Journal of Acquired Immune Deficiency Syndromes (12.01.01) Vol 28; No 4: P 381-384 - Thursday, December 20, 2001
Timothy A Kellogg; Kristen Clements-Nolle; James Dilley; Mitchell H Katz; William McFarland
Although a high HIV prevalence indicates a high burden of disease, prevalence measures cannot assess frequency nor predict new HIV infections. Data on HIV incidence are needed to monitor current trends in HIV transmission, target primary prevention efforts, and measure the impact of prevention interventions. Unfortunately, HIV incidence estimates are rare for transgendered populations because few longitudinal cohort studies have included sufficient numbers. An exception is a recent cohort study among MtF transgendered persons in Los Angeles that observed an HIV incidence of 3.4 per 100 person- years (py). However, because the estimate was based on only four seroconversions, the authors were unable to examine predictors of seroconversion.
In July 1997, the San Francisco Department of Public Health expanded the gender categories on HIV testing requisition forms to include transgendered persons. Among 79,148 confidential and anonymous HIV tests performed in San Francisco between July 1997 and June 2000, 238 (0.3%) of those tested self-identified as MtF transgendered persons. Researchers also examined the written "specify other gender" field on the counseling and testing form to identify other variations of MtF transgendered persons, most notably "male pre-op" and "male transsexual." HIV incidence was estimated following the methods of Kitayaporn et al. and used by other researchers for similar databases. A seroconverter was defined as a person repeatedly tested whose last self-reported test result was negative for HIV and whose current test result was positive.
Overall prevalence of HIV was 15.5%, with highest prevalence among African-Americans and those with unknown race/ethnicity (both 33.3%). The HIV incidence among MtF transgendered persons was 7.8 per 100 person-years based on 13 seroconversions among 155 eligible repeat testers providing 167.7 person-years of observation. The sample of MtF transgendered HIV testers was racially mixed with over two- thirds identifying as African- American, Latino, or Asian/Pacific Islander. The median age was 33 years (range 19- 66). The most frequently reported sexual orientations were heterosexual and bisexual (29% and 27.7% respectively). HIV prevalence was highest among MtF transgendered persons identifying as bisexual (25.8%). Over three-quarters of the sample reported having a male sexual partner in the past 12 months.
Predictors of HIV seroconversion included demographic characteristics and sexual and drug use behaviors as reported by those tested. Eight variables were associated with higher HIV incidence (African-American race, Latino ethnicity, age between 36-40 years, sex with an injection drug user [IDU] in the past year, unprotected receptive anal sex in the past year, unprotected insertive anal sex in the past year, injection drug use in the past year, exchanged sex for money or drugs in the past year, and methamphetamine [speed] use in the past year).
Data from this research indicates that HIV is currently spreading at an extremely high rate among MtF transgendered persons in San Francisco. The HIV incidence estimate of 7.8 per 100 person-years is the highest recently reported for any at-risk population in San Francisco and is comparable with rates observed among gay men at the height of the epidemic in the 1980s. Levels of risk behavior observed in several recent studies of MtF transgendered persons corroborate the interpretation of high HIV incidence. The data also suggest that African-American MtF transgendered persons are experiencing the highest rate of new infections. This finding is consistent with other studies of transgenders that found high HIV prevalence among African Americans.
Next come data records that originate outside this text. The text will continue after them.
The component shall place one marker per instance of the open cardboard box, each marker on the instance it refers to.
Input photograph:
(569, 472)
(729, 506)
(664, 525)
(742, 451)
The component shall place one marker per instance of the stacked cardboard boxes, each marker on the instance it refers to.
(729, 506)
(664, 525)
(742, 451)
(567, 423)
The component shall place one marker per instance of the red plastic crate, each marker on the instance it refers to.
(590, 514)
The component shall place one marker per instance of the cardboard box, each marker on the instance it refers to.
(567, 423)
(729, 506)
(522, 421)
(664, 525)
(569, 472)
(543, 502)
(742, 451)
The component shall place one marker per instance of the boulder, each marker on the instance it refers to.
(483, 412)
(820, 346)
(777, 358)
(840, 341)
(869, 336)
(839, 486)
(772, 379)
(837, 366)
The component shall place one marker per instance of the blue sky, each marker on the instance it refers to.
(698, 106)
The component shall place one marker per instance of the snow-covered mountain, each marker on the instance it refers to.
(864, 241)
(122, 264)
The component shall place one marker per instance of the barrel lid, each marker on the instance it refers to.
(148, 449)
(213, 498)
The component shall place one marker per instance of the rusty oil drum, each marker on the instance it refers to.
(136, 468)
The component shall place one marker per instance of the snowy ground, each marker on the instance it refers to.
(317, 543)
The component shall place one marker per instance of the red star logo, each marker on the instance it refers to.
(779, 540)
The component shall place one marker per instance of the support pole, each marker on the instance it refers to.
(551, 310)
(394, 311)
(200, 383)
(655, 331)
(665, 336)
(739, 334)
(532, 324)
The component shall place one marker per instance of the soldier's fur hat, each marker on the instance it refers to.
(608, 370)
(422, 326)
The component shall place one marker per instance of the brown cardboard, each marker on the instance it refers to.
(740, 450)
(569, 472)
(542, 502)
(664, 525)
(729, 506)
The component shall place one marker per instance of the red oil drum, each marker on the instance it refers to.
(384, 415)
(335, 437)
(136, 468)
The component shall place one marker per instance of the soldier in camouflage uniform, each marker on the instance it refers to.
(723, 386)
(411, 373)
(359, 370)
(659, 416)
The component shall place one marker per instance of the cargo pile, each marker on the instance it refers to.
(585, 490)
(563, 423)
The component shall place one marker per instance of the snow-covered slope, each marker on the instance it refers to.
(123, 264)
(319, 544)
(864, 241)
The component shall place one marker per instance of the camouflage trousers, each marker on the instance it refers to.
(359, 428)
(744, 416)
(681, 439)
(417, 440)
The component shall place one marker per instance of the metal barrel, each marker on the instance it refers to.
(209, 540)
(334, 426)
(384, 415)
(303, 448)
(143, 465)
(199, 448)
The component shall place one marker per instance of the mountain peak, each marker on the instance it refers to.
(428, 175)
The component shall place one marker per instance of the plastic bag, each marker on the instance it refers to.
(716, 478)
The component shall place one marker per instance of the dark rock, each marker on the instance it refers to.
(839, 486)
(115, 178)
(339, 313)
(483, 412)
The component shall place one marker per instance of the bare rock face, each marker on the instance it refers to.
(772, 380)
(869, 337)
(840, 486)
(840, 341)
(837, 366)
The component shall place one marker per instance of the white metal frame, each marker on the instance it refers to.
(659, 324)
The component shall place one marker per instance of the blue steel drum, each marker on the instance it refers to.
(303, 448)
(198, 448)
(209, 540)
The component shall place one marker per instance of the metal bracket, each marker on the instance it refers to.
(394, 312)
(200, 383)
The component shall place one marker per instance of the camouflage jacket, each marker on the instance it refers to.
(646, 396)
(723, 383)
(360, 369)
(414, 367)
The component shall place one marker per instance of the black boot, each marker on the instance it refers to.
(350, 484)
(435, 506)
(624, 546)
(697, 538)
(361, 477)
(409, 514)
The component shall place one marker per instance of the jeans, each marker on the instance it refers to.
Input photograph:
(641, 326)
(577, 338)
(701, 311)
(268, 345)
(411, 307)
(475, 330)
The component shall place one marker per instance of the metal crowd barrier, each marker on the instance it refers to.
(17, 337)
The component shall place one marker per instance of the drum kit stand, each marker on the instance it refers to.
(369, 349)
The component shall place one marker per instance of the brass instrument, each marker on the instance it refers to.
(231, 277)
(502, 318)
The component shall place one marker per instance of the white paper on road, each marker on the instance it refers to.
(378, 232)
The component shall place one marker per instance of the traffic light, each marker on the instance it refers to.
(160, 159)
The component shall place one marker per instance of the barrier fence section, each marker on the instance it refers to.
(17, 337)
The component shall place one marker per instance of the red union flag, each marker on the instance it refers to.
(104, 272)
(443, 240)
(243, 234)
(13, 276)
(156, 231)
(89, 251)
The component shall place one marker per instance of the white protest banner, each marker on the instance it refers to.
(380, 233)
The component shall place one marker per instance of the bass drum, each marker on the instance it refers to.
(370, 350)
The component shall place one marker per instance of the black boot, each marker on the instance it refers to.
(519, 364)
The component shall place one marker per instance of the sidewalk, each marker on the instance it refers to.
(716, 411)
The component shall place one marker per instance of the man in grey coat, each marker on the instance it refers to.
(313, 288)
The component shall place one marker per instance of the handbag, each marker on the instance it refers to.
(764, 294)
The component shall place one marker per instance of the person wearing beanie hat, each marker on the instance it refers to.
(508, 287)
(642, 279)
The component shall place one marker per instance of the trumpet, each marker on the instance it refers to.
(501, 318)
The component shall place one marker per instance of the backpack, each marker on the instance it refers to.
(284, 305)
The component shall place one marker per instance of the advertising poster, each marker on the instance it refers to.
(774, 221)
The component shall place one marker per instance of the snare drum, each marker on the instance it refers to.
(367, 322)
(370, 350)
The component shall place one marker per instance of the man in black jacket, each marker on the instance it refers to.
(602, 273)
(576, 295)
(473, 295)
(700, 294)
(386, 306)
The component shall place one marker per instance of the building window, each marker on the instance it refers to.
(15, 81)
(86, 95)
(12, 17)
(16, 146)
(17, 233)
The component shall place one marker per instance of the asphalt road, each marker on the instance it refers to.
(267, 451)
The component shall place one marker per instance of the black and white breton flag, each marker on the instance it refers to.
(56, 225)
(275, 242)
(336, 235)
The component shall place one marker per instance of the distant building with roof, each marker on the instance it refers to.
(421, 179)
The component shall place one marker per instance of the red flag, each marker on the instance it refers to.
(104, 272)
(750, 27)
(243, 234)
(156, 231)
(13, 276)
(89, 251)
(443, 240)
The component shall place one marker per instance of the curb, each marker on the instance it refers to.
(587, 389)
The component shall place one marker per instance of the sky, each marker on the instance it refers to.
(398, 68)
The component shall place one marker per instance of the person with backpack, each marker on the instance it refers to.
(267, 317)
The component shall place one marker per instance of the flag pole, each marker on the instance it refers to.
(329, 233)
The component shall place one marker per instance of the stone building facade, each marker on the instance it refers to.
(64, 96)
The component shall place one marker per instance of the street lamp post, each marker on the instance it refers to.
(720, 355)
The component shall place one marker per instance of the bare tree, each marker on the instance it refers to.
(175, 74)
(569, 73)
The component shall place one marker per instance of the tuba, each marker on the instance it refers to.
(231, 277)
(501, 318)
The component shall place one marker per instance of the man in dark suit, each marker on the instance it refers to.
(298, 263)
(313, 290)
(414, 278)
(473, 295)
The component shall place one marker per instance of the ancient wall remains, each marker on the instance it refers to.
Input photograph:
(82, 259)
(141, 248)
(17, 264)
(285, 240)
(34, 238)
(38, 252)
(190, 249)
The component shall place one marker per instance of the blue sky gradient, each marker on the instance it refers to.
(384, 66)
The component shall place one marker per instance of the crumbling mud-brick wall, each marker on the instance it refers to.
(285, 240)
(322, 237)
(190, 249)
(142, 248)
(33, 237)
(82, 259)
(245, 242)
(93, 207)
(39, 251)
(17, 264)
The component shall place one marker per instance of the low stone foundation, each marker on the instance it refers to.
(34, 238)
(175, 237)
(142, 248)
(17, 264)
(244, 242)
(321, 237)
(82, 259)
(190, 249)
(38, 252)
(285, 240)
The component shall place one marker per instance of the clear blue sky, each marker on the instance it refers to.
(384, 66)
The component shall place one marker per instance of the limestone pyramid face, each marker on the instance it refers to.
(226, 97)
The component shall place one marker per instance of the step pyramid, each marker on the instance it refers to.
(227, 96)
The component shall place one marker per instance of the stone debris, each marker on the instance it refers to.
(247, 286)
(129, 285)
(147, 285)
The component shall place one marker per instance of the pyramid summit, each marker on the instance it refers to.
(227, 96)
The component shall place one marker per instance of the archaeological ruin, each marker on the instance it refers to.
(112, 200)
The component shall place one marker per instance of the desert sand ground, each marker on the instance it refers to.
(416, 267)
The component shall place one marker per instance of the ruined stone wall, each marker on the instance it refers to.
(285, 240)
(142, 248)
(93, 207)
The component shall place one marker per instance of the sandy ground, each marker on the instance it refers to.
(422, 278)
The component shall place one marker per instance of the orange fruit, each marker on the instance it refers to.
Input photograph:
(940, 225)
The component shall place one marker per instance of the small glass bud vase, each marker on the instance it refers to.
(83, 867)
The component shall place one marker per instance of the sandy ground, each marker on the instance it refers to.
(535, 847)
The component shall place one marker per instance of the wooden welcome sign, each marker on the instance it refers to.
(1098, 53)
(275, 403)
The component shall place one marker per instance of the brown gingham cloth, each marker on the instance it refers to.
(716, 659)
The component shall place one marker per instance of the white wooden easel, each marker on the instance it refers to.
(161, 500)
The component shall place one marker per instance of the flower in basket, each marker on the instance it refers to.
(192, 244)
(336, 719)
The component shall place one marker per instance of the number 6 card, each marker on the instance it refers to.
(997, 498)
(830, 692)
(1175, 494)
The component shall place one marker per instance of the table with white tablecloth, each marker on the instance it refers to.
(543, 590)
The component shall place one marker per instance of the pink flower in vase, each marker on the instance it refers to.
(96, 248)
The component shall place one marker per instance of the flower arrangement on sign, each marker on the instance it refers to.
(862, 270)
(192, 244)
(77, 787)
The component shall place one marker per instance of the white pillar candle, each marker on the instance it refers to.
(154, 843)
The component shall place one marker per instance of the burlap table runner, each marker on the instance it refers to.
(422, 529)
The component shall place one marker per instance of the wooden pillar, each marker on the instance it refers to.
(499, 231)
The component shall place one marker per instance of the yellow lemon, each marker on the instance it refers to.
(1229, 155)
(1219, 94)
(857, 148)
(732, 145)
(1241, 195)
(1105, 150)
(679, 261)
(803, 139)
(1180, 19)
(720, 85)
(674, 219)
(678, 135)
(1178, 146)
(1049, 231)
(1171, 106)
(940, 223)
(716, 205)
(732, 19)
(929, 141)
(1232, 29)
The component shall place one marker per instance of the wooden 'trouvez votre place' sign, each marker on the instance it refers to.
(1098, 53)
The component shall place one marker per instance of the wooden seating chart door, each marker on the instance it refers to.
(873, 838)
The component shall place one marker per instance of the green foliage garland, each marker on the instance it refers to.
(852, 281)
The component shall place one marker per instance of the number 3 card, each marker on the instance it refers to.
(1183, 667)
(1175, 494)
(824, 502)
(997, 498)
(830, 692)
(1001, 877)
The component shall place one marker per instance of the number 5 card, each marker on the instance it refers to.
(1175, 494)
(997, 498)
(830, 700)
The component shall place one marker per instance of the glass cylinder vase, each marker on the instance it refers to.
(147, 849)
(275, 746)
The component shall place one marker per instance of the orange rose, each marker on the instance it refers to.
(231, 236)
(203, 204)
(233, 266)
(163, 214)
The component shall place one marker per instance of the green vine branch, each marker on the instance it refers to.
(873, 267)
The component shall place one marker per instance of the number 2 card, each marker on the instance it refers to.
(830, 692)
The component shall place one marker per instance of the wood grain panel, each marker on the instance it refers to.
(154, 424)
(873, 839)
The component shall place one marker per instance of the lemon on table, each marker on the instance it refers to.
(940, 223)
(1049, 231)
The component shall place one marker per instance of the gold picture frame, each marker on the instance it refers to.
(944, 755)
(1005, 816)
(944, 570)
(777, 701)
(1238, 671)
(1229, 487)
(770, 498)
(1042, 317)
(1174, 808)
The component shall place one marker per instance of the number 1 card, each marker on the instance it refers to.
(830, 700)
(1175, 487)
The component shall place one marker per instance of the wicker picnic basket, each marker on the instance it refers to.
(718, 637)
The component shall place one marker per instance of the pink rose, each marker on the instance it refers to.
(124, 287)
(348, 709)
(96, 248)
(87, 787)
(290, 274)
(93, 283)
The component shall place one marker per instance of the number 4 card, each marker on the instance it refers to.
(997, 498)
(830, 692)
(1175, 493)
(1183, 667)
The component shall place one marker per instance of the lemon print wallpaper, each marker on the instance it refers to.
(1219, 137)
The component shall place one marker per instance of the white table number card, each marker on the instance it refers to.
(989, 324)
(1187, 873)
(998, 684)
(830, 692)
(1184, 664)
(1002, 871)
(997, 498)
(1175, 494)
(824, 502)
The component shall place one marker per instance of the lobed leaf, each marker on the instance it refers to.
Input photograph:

The HIV counseling and testing data cannot fully explain how MtF transgendered persons are becoming infected with HIV. However, unprotected receptive anal sex is the most likely mode of HIV acquisition because it was the only reported behavior significantly associated with HIV seroconversion in the research analysis. Further, it is likely that the source population was men who have sex with men (MSM), because HIV infection among heterosexual men in San Francisco is rare. It is possible that a sub-population of MSM have frequent sexual contact with MtF transgendered persons and that sexual networks connecting these two populations may represent current, active chains of HIV transmission. To better understand HIV risk, future studies will need to focus on understanding the sexual networks and partner groups of MtF transgendered persons particularly among African- Americans, including ascertaining the HIV serostatus and specific sexual behaviors. Other research should also focus on determining barriers to early intervention among HIV-positive MtF transgendered persons.